19.02.2026
Nigeria: Das Morden geht weiter
IIRF-D/BA/Tübingen/19.02.26 - Mehr als 30 Menschen wurden im nigerianischen Bundesstaat Benue getötet, als islamistische Terroristen drei Tage lang Gewalt gegen christliche Gemeinden ausübten.
Die Morde sind nur das jüngste Massaker in einer Reihe von Gewalttaten (wir berichteten), die nigerianische Kirchenführer als „Völkermord“ an nigerianischen Christen bezeichnen.
Barnabas Aid schätzt, dass seit 2009 mindestens 45.000 Christen im Norden und im Middle Belt Nigerias von Islamisten getötet wurden.
Die meisten Todesfälle ereigneten sich im Verwaltungsbezirk Kwande (LGA), beginnend am 3. Februar auf dem Markt von Abande, wo sechzehn Zivilisten und ein Polizist, Isaac Madu, von Terroristen erschossen wurden.
Weitere 13 Menschen wurden nur drei Tage später im Dorf Anwase getötet.
Am selben Tag töteten Fulani-Milizen zwei Bewohner der Gemeinde Akpete im Verwaltungsbezirk Apa, Matthew Ochanga und Isaac Adanu.
An einem anderen Ort im Bundesstaat Benue wurden am Sonntag, dem 8. Februar, neun Gläubige bei einer morgendlichen Gebetsversammlung von 25 bewaffneten Männern entführt.
„Sie sprachen Fulfulde [die Sprache der Fulani] und skandierten ‚Allahu Akbar‘, als sie uns umzingelten“, berichtete ein Mitglied der Gemeinde, dem die Flucht gelang.
Bei einem kürzlichen Besuch in Plateau, einem anderen Bundesstaat im Middle Belt, beschrieb der britische Autor und Journalist David Patrikarakos eine Landschaft mit ausgebrannten Kirchengebäuden und „zerbrochenen Kreuzen“.
„Es ist, als hätte jemand versucht, jedes sichtbare Zeichen des Christentums aus diesem Land zu tilgen“, schreibt Patrikarakos.
„Angesichts all dessen“, fährt er fort, „klingt es wie eine diplomatische Beschönigung, die Gewalt hier lediglich als ‚Konflikt zwischen Bauern und Viehzüchtern‘ zu bezeichnen.“
„Wir werden vertrieben“, berichtete Iliya Ayuba Fwangle, ein lokaler Führer der Christian Association of Nigeria, Patrikarakos und fügte hinzu, dass „der Völkermord, den wir Christen hier erleben“, bekannt gemacht werden müsse.
Laut einem Überlebenden eines islamistischen Fulani-Angriffs im Mai 2023 „sind die Kirchen immer ihr Hauptziel“.
Auch Muslime gehören zu den Opfern jihadistischer Gewalt.
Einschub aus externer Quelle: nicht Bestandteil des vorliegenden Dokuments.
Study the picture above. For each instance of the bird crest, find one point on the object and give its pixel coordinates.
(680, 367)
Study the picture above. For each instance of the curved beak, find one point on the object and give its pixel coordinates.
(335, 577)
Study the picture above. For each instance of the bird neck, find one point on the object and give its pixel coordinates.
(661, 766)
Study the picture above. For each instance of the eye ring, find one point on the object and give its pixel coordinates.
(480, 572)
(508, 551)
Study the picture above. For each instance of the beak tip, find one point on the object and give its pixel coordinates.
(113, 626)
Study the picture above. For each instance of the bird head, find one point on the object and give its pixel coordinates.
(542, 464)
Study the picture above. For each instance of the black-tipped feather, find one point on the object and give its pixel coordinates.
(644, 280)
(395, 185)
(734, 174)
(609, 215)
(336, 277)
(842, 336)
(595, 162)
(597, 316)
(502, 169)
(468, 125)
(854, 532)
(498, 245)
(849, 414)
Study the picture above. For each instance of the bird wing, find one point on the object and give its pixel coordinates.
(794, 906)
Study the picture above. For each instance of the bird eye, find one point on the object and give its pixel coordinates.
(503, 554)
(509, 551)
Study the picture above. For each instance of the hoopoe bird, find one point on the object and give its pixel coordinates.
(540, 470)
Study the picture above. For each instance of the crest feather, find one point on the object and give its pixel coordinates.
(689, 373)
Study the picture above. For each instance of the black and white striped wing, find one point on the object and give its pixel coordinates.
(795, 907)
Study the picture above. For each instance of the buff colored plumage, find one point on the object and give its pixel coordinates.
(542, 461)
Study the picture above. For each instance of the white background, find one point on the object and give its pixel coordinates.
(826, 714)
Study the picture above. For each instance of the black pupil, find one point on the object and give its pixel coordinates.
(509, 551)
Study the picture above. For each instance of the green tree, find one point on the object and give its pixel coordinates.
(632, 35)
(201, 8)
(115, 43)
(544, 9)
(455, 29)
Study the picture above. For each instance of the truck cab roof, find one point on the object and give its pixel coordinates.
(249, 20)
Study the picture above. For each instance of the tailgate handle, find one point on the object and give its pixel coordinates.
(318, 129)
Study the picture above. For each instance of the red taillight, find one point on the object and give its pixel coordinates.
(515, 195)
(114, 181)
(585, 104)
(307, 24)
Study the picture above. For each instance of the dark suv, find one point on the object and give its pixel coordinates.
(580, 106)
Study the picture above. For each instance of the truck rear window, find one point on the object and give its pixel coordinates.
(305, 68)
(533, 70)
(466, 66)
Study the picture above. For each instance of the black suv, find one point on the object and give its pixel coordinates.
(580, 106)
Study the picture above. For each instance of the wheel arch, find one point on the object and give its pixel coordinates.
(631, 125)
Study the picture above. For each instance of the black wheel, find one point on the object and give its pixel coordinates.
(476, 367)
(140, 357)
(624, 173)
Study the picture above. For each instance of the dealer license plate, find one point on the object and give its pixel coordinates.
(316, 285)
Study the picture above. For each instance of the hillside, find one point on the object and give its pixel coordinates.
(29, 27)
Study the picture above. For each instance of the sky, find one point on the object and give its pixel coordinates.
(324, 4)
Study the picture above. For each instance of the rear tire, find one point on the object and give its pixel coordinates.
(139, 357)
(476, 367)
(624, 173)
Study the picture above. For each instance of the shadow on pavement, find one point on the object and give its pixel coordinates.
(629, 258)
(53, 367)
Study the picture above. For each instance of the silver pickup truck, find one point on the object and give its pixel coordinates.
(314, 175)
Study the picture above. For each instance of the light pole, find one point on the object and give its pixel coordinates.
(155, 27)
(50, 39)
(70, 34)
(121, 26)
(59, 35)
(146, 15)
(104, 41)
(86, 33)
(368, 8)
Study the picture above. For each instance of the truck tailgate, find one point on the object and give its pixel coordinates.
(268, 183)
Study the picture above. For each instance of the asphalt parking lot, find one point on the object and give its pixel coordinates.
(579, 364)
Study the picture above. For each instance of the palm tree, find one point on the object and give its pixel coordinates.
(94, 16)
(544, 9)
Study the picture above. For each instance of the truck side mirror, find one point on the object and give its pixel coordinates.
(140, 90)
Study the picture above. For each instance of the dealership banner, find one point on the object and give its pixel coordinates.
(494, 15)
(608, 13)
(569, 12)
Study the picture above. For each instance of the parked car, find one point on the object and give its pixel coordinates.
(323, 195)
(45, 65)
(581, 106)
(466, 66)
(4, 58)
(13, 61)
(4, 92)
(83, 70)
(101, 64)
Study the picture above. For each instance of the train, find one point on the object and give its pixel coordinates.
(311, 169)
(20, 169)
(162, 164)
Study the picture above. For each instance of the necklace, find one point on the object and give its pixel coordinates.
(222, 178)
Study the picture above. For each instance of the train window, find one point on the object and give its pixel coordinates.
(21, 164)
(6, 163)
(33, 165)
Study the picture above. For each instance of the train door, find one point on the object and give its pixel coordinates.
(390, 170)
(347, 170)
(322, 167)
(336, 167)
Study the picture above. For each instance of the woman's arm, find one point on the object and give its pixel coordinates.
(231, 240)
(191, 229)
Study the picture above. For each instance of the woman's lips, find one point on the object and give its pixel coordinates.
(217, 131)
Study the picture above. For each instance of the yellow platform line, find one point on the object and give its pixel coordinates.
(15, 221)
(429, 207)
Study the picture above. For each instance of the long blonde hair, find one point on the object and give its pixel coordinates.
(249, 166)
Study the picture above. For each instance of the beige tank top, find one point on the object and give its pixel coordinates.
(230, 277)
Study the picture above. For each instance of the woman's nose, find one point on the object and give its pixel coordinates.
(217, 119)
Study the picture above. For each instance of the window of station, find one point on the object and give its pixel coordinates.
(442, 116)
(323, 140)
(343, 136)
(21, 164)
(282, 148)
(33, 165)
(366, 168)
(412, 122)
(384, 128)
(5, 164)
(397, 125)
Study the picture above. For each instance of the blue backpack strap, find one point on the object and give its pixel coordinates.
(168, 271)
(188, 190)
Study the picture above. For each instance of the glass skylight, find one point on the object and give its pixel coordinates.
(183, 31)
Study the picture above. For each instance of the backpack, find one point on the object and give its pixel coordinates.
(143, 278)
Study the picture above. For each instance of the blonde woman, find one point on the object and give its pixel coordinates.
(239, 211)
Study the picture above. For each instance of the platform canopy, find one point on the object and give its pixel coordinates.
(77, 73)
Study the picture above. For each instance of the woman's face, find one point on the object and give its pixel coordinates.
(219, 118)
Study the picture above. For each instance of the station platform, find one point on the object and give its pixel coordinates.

Anfang dieses Monats wurden mehr als 160 Menschen in zwei mehrheitlich muslimischen Dörfern im Bundesstaat Kwara im Westen Nigerias ermordet, angeblich weil sie sich weigerten, die Autorität des Islamischen Staates (IS, ISIS, ISIL, Daesh) anzuerkennen.
Die Untersuchung von Patrikarakos bestätigt jedoch, was die Projektpartner und Kontakte von Barnabas Aid in Nigeria seit langem berichten, nämlich dass Militante christliche Dörfer angreifen, „Allahu Akbar“ rufen und die dort lebenden Christen als Ungläubige bezeichnen.
Im Dezember 2025 wurden 27 Christen aus einer Kirche und dem Dorf Aiyetoro-Kiri im Bundesstaat Kogi entführt. Bei dem Angriff kam ein Gläubiger ums Leben. Zwei weitere starben in Gefangenschaft und ein vierter nach seiner Freilassung und Einlieferung ins Krankenhaus.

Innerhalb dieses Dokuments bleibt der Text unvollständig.